Durham Leaders Tap New Ideas for Providing Water
Posted December 6, 2007
Durham, N.C. — With about seven weeks of drinking water left in Durham's two primary reservoirs, City Council members met Thursday to discuss options to keep water flowing to local residents.
Lake Michie is down 17 feet from normal levels, while the Little River Reservoir is 27 feet below full.
"More and more people are becoming alarmed," Councilman Howard Clement said.
The meeting came the same day as a report that shows North Carolina's statewide drought continues to deepen.
Seventy-one of North Carolina's 100 counties are experiencing exceptional drought conditions, the worst of five categories monitored by the state Drought Management Advisory Council.
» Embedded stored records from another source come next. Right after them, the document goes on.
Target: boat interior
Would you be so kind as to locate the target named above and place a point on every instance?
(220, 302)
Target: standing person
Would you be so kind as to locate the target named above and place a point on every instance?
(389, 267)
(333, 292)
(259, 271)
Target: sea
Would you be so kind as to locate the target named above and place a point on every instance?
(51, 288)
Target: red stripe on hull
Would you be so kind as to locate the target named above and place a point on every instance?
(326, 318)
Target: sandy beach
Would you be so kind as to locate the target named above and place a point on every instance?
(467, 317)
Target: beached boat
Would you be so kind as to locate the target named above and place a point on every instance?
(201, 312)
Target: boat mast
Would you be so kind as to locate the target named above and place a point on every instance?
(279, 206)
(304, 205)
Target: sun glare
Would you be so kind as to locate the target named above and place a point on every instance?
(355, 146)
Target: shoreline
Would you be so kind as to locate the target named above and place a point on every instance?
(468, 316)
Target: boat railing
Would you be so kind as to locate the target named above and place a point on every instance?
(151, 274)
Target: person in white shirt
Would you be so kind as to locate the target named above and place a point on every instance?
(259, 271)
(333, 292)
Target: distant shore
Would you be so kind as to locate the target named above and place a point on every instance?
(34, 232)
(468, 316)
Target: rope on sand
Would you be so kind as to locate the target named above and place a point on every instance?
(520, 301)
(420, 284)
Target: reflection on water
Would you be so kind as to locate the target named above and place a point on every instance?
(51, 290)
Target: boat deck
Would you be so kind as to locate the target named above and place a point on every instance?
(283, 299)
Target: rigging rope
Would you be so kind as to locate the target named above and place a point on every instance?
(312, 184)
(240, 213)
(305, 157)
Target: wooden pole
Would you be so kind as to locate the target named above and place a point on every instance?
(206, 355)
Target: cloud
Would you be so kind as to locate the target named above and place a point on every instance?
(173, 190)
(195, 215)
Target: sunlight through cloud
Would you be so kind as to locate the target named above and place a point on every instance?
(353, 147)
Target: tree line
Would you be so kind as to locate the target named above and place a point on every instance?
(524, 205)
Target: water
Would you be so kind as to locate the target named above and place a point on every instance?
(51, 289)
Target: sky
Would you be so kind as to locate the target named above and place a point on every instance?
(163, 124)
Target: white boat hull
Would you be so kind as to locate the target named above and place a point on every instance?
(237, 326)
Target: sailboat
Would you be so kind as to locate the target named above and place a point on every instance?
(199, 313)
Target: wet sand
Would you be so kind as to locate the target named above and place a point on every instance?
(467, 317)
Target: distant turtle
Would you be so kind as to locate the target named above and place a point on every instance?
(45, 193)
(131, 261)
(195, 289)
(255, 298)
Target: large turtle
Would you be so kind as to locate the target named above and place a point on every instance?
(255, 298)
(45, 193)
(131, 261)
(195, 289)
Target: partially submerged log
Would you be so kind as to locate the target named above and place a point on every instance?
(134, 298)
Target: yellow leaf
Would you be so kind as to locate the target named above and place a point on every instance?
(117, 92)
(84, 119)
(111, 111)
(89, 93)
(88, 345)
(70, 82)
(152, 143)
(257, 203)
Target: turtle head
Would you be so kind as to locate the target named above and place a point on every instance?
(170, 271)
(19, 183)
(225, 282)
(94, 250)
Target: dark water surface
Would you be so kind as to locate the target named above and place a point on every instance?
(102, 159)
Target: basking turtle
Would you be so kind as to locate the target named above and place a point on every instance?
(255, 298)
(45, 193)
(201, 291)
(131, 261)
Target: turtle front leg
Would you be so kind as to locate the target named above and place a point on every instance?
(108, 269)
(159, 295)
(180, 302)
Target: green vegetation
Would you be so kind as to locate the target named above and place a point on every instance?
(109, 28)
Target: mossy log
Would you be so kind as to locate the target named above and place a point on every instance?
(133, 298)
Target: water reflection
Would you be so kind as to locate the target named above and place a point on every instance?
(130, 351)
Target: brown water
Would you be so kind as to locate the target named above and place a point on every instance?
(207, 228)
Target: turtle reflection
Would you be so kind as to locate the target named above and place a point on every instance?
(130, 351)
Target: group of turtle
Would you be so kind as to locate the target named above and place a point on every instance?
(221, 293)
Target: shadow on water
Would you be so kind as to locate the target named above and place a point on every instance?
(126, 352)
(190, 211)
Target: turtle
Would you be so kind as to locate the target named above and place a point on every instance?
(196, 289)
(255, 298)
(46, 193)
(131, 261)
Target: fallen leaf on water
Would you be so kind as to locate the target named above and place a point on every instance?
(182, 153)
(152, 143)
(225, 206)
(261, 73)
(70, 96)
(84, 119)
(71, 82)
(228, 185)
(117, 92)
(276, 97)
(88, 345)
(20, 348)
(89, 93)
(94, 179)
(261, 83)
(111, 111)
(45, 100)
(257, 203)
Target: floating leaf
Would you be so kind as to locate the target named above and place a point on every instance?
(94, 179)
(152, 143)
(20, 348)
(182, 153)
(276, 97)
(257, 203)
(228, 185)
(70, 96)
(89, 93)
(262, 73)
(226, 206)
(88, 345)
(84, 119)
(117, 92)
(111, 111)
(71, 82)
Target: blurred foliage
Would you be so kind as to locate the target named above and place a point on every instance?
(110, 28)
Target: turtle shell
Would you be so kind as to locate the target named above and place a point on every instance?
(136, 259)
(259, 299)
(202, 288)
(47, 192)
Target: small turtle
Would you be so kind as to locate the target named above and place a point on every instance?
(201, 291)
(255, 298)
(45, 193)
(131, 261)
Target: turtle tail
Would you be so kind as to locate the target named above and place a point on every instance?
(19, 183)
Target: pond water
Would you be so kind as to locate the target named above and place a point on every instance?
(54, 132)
A week ago, 62 counties were in the exceptional drought category.
Fourteen counties are in now in extreme drought, and 15 counties – they are primarily in the eastern end of the state – are experiencing severe conditions.
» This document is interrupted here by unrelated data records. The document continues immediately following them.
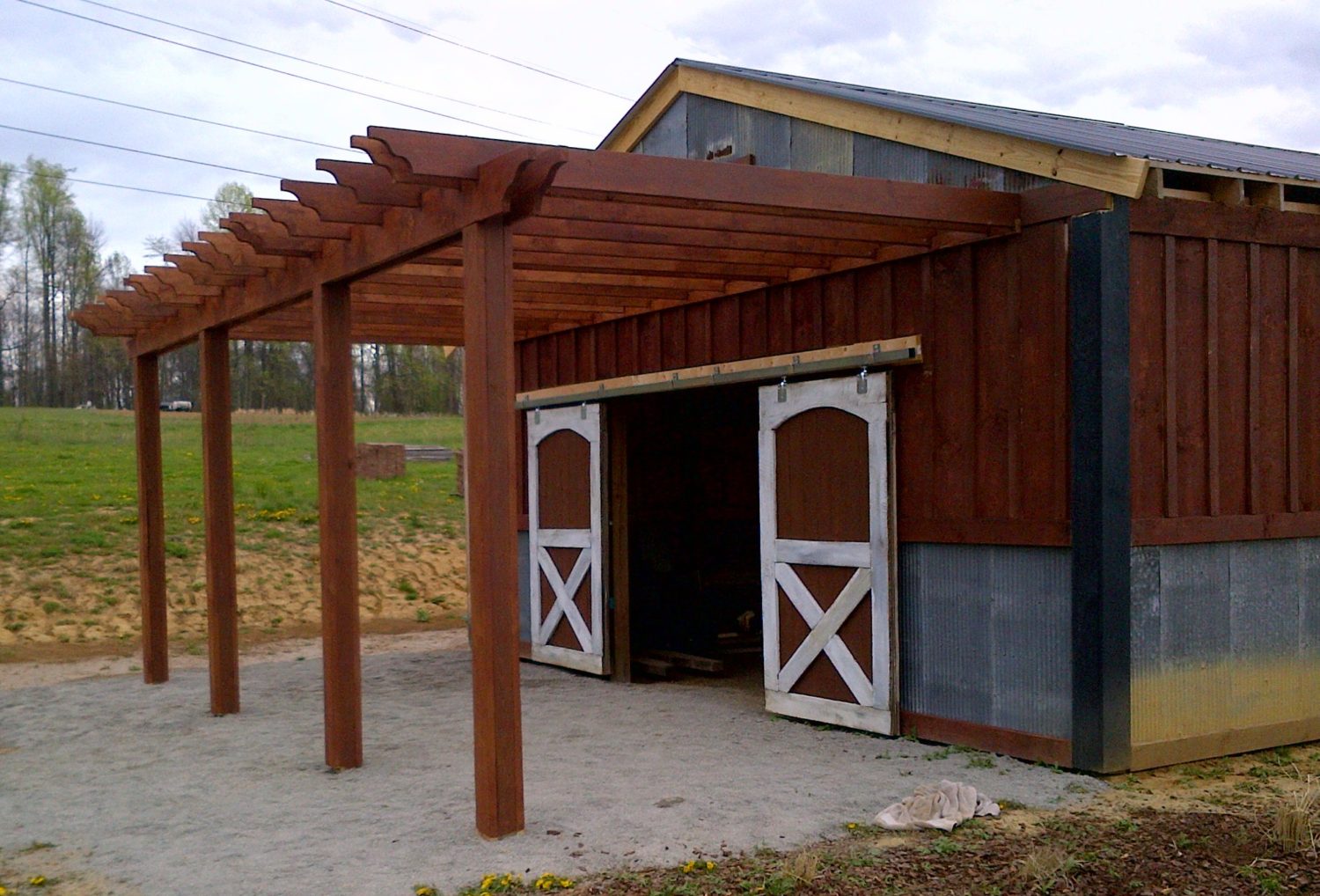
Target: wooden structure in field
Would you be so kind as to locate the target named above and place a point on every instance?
(1002, 435)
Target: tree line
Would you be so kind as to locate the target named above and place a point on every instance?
(53, 261)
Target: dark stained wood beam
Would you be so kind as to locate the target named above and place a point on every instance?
(222, 611)
(680, 179)
(372, 184)
(150, 518)
(406, 234)
(301, 221)
(338, 502)
(334, 203)
(493, 515)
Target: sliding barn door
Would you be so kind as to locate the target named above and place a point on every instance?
(825, 534)
(565, 504)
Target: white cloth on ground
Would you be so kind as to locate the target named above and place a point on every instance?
(942, 805)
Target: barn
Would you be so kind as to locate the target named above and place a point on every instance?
(990, 427)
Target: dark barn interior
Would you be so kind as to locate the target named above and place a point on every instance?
(694, 566)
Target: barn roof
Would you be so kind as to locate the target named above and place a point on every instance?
(1106, 143)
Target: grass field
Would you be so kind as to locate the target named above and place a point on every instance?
(69, 524)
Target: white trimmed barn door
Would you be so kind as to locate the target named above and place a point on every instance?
(826, 595)
(564, 512)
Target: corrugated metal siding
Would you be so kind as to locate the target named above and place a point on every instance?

WRAL Chief Meteorologist Greg Fishel said no significant rainfall is in the forecast for the next week.
An abandoned quarry off Denfield Street is Durham's first strategy to forestall drastic measures like water rationing. The Teer Quarry holds an estimated 520 million gallons, which would last the city about 25 days, officials said.
"We're renting pumps to get the water out of there," said Don Greeley, deputy director of Durham's water management department.
City crews will place an emergency tap into the quarry in two weeks. A pipeline that carries water from Lake Michie to Durham's water treatment plant runs near the quarry, and officials said they would to pump water from the quarry into that line.
Renting the needed equipment to tap the quarry will cost the city about $25,000 a month.
In January, the city plans to double its daily draw from Jordan Lake, to about 3.6 million gallons a day.
As a last resort, city officials are looking at digging deep into Lake Michie and the Little River Reservoir.
"We know that's going to end up being 'Grade B' water, so to speak," Councilman Eugene Brown said.
The extra sources would combine to add more than 80 days to Durham's water supply, and City Council members said the cost will be worth it to keep providing water to residents and businesses.
One of Durham's long-term solutions would be a $100 million project to increase the capacity of Lake Michie.
City Manager Patrick Baker said the council would explore options at a January retreat to help pay for such long-term projects. Those options include tiered water rates based on usage, a water surcharge and increasing the base water charge from $1.95 per 1,000 gallons used indoors.